For years and years Thanksgiving carried that shadow. My mother had survivor’s guilt on top of the brain injury. While we missed Aunt Agnes very much the whole year, that day was different each year.

A few years later their brother, a missionary Redemptorist priest, home from the Amazon, died in his sleep on New Year’s in our home.

My mother died 13 years ago this December 13.

My mother was Christmas for our family. She was that mom that shopped all year to find the perfect gifts, put the Christmas tree up the day after Thanksgiving and had decorations in every single room of the house – including the bathrooms.

That first Christmas without her we were still in shock because she died just 11 days before. No one felt like doing anything, much less celebrating. A year, later we all felt like it was the first Christmas without her because the actual first one seemed non-existent.
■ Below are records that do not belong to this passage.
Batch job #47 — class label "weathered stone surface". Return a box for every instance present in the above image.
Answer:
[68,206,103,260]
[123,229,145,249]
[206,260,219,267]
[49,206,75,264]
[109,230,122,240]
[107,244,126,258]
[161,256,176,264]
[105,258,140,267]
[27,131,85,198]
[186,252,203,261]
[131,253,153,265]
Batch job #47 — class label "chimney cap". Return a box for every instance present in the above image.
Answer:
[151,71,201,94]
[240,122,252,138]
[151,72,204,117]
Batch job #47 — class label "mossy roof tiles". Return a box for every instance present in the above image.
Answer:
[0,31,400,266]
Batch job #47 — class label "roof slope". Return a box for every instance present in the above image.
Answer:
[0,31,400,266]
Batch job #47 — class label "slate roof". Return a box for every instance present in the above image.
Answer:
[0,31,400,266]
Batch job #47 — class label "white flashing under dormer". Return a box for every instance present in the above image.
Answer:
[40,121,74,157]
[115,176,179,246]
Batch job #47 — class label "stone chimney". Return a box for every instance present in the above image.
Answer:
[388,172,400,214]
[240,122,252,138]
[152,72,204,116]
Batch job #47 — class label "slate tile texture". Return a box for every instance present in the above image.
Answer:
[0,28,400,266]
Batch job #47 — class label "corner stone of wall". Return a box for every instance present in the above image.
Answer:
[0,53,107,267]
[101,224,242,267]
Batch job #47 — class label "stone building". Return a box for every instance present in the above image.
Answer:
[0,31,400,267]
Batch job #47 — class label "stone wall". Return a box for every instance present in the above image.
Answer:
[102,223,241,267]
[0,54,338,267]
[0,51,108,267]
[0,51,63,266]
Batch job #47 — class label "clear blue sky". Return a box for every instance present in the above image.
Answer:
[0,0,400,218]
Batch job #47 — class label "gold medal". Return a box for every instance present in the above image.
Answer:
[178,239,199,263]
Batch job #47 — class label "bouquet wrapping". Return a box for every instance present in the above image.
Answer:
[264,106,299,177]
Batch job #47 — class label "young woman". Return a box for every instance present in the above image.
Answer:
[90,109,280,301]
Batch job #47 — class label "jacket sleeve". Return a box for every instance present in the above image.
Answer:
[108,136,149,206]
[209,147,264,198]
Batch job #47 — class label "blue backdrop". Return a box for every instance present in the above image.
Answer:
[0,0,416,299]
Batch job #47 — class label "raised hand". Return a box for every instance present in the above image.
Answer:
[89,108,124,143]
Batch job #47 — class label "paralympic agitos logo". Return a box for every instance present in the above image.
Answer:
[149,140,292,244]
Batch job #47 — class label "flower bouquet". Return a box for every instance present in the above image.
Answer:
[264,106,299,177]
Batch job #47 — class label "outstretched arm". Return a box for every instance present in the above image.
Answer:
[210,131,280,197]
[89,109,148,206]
But it doesn’t matter when in the year someone dies, the holidays always bring your attention to their missing presence. The hole in your life where they used to be is highlighted at the holidays, because we are so focused on being together for the holidays that their absence is magnified. It doesn’t matter how long they’ve been gone either; that grief will find you.

It might be while shopping and you come across that perfect gift they would’ve loved. Or a reminder of a special tradition the two of you shared. Or their place at the dinner table.

With each holiday that passes, their absence in your life seems more, not less. It seems to serve as a place card – before they died and after they died. While we may have new and wonderful people in our lives since our loved one transitioned, there is still that empty space where they used to sit.

The holidays highlight our losses because they highlight love – both the presence of it and the absence of it. If your family is not picture perfect, then you experience the grief over the loss of illusion every year. And after a death you have the grief over the loss of the possibilities of reconciliation. If your family is picture perfect (or as close to it as you can get) then you have the loss of the special energy that loved one brought with them.

Yes, we believe that love lives on. That our loved ones are around us everyday. That they never really leave us. But that doesn’t soothe the ache to feel their physical arms holding us once again. It doesn’t satisfy the need to hear their voice one more time. It does not stop us from missing their physical presence.

Be kind to yourself in your holiday grief. Do not put on bold false faces. Allow yourself time to mourn. Don’t judge yourself thinking you should be over it – no matter how many years have passed. Our lives are a collage of memories that do not die when a loved one does.

It is ok to remember and be sad. It is not ok to deny those feelings or hide them away. It is not ok to pretend to be happy when you are grieving. Find a way to tap into their energy, because it is all around you. They have never left, but their form has indeed changed.

  • Create a remembrance tradition to replace some of the traditions you once shared.
  • Light a special candle each year to symbolize the light they brought to this life on Earth.
  • Take a walk under the stars to symbolize your journey with them in life.

Find a way to channel your grief into honoring their memory. It is a gift you will give to both of you.

I love you. And they continue to love you. Blessed holidays to you all.